Nesse contexto, com o intuito de estudar o controle inibitório e o processamento emocional em transtornos mentais, Cavallet et al. (2016) empregaram a Tarefa de Compatibilidade Espacial Afetiva (TCEA) para comparar a interação entre as polaridades emocional e espacial num grupo controle e num grupo de pacientes diagnosticados com transtorno de défice de atenção e hiperatividade (TDAH). Os resultados mostraram um efeito mapeamento para os dois grupos, mas só foi significativo no grupo com TDAH. Os autores propuseram que essa diferença entre o grupo controle e o grupo TDAH expressava um défice no controle inibitório no grupo TDAH.

A tarefa de Simon foi, também, empregada para estudar a influência da valência dos estímulos sobre a compatibilidade estímulo-resposta. A tarefa de Simon não emprega um código relativo à localização espacial do estímulo para a seleção da resposta. Neste caso, a dimensão relevante para a seleção da resposta é uma característica intrínseca não espacial do estímulo (sua cor ou forma) e não o local onde ele aparece (Gawryszewski et al., 2006). A posição do estímulo é irrelevante para a definição da resposta correta, mas influencia o TRM, uma vez que o código da localização do estímulo (lado direito ou esquerdo) se sobrepõe ao código da localização das teclas de resposta (tecla direita ou esquerda). Desta forma, quando eles estão localizados no mesmo lado (condição correspondente), o TRM é menor do que quando estão localizados em lados opostos (condição não-correspondente). A diferença nos tempos de reação entre a condição não-correspondente e a condição correspondente foi denominada Efeito Simon (Gawryszewski et al., 2006).

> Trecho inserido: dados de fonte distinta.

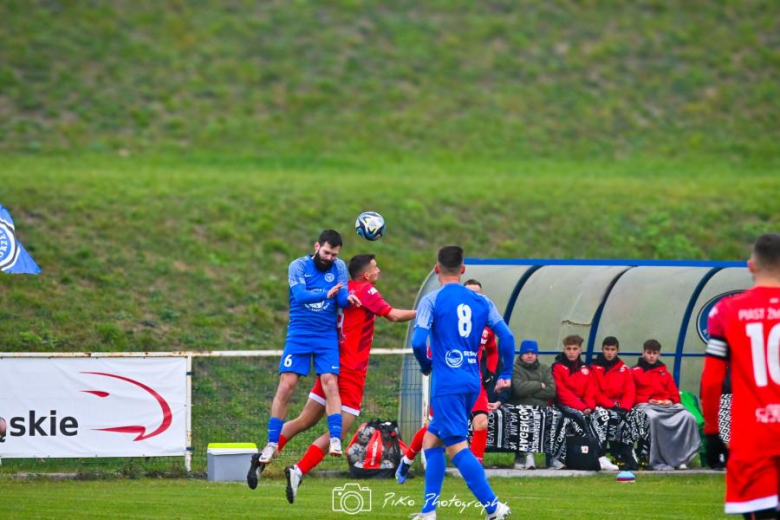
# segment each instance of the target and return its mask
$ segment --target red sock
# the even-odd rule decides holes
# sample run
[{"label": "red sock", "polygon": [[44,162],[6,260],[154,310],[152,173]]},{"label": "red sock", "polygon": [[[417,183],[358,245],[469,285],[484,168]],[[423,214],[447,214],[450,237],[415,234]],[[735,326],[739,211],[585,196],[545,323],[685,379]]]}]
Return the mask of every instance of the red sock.
[{"label": "red sock", "polygon": [[427,432],[427,431],[428,431],[428,426],[423,426],[422,428],[417,430],[417,433],[414,434],[414,438],[412,439],[412,443],[406,449],[406,458],[407,459],[414,460],[414,458],[417,456],[417,454],[420,453],[420,450],[422,449],[423,437],[425,437],[425,432]]},{"label": "red sock", "polygon": [[301,460],[298,461],[298,469],[301,470],[301,473],[306,475],[308,472],[314,469],[314,466],[322,462],[322,459],[324,458],[325,452],[322,451],[316,444],[312,444],[309,446],[309,449],[306,450],[306,453],[303,454]]},{"label": "red sock", "polygon": [[287,437],[284,435],[279,435],[279,445],[276,447],[276,452],[281,452],[285,444],[287,444]]},{"label": "red sock", "polygon": [[482,457],[485,456],[485,446],[487,446],[487,430],[474,430],[471,436],[471,453],[482,464]]}]

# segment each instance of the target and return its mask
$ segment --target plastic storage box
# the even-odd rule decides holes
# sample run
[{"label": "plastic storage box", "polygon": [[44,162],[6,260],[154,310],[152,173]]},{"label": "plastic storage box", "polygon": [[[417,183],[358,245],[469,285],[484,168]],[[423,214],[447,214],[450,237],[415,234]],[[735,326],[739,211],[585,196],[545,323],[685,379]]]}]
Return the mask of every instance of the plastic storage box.
[{"label": "plastic storage box", "polygon": [[253,453],[257,453],[253,443],[210,443],[206,451],[209,482],[243,482]]}]

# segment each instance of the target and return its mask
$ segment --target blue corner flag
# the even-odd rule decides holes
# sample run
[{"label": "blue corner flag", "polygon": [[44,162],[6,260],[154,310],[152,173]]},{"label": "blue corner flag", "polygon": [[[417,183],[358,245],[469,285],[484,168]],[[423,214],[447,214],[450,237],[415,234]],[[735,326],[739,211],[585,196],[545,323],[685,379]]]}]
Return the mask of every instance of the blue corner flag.
[{"label": "blue corner flag", "polygon": [[16,239],[11,214],[0,204],[0,271],[10,274],[40,274],[41,268]]}]

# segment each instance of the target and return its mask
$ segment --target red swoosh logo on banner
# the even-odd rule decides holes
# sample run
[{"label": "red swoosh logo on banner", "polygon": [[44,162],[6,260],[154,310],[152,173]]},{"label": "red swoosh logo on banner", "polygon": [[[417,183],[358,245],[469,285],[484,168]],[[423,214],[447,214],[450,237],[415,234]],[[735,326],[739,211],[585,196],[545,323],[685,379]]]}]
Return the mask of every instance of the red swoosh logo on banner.
[{"label": "red swoosh logo on banner", "polygon": [[[160,435],[162,432],[164,432],[171,426],[171,423],[173,422],[173,413],[171,413],[171,407],[168,406],[168,402],[165,399],[163,399],[160,394],[158,394],[157,392],[155,392],[145,384],[135,381],[134,379],[118,376],[116,374],[106,374],[104,372],[82,372],[82,374],[93,374],[96,376],[113,377],[115,379],[126,381],[130,384],[143,388],[144,390],[149,392],[149,394],[151,394],[152,397],[154,397],[157,400],[157,403],[160,405],[160,408],[162,409],[162,413],[163,413],[162,424],[160,424],[160,426],[149,435],[146,435],[145,426],[116,426],[114,428],[95,428],[95,430],[103,431],[103,432],[116,432],[116,433],[132,433],[132,434],[137,433],[138,437],[133,439],[133,442],[135,442],[135,441],[142,441],[144,439],[150,439],[156,435]],[[98,392],[97,390],[84,390],[84,391],[88,393]],[[107,392],[101,392],[101,393],[105,393],[106,395],[108,395]],[[98,394],[95,393],[95,395]],[[105,397],[102,395],[98,395],[98,396]]]},{"label": "red swoosh logo on banner", "polygon": [[96,395],[98,397],[108,397],[108,392],[103,392],[102,390],[82,390],[85,394],[92,394]]}]

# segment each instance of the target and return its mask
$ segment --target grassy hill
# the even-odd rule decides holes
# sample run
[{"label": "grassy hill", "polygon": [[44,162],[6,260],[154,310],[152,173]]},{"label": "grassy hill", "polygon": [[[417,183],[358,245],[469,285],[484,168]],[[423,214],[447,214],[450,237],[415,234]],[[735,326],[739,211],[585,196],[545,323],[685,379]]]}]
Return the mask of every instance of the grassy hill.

Poder-se-ia esperar que as dimensões espaciais e emocionais de um estímulo interagissem entre si, influenciando a amplitude do efeito Simon. Ou seja, que a reação de aproximação a um estímulo positivo facilitasse a resposta localizada no mesmo lado do estímulo, ocorrendo o inverso com um estímulo negativo, devido à reação de afastamento por ele provocada. Em consequência, essa interação entre a valência e a correspondência produziria um efeito Simon maior para o estímulo positivo em relação ao estímulo negativo. Esse foi o resultado encontrado por Schlaghecken, Blagrove, Mantantzis, Maylor e Watson (2017), que estudaram a influência das valências das emoções expressas por faces esquemáticas (alegria ou tristeza) sobre o efeito Simon. Encontraram, em dois experimentos, que o efeito Simon é maior (30 ms) para as faces alegres do que para as faces tristes (5 ms). Os autores interpretaram esses resultados como sendo devidos à orientação automática da atenção para a posição da face alegre, facilitando a resposta correspondente. Resultados semelhantes com faces expressando alegria e tristeza foram encontrados, também, por Lien, Proctor e Hinkson (2020) em três experimentos.

A hipótese deste trabalho é a de que a valência afetiva dos estímulos influencia o efeito Simon, tal como foi observado por Schlaghecken et al. (2017) e Lien et al. (2020), usando faces esquemáticas expressando alegria e tristeza. Para testá-la, empregamos figuras de jogadores dos times preferido e rival de cada participante para investigar se valências afetivas relacionadas com a Preferência por times de futebol influenciam o efeito Simon. A negação dessa hipótese indicaria que os resultados obtidos com faces esquemáticas (Lien et al., 2020; Schlaghecken et al., 2017) não podem ser generalizados para outros estímulos emocionais e que os mecanismos envolvidos com a interação entre as polaridades emocionais e espaciais na TCEA são diversos daqueles presentes na tarefa de Simon. Por outro lado, a confirmação da hipótese indicaria que as facilitações e as inibições que foram postuladas para explicar o efeito Simon poderiam estar, também, envolvidas com efeito Mapeamento observado na TCEA com times de futebol, flores e aranhas e candidatos políticos (Cavallet et al., 2016; Conde et al., 2014a, 2014b; Nascimento et al., 2020; Yamaguchi et al., 2017).

 

Método

Participantes

Participaram do experimento 28 voluntários destros (15 do sexo masculino e 13 do feminino) da Universidade Federal Fluminense, com idade variando entre 19 e 30 anos (Média =25, DP= 3,9), saudáveis, com acuidade visual normal e que não sabiam o propósito do experimento. Um termo de anuência por escrito foi obtido dos participantes, e o estudo foi aprovado pelo comitê de ética em pesquisa da instituição (CEP CMM/HUAP no 349/10).

Classificação de Valência

Inicialmente, os participantes classificaram em ordem de preferência os quatro principais times de futebol do Rio de Janeiro (Fluminense, Flamengo, Vasco da Gama e Botafogo). Este procedimento foi usado para selecionar os estímulos para a tarefa de Simon. O primeiro e o quarto definiram os times preferido e rival de cada participante.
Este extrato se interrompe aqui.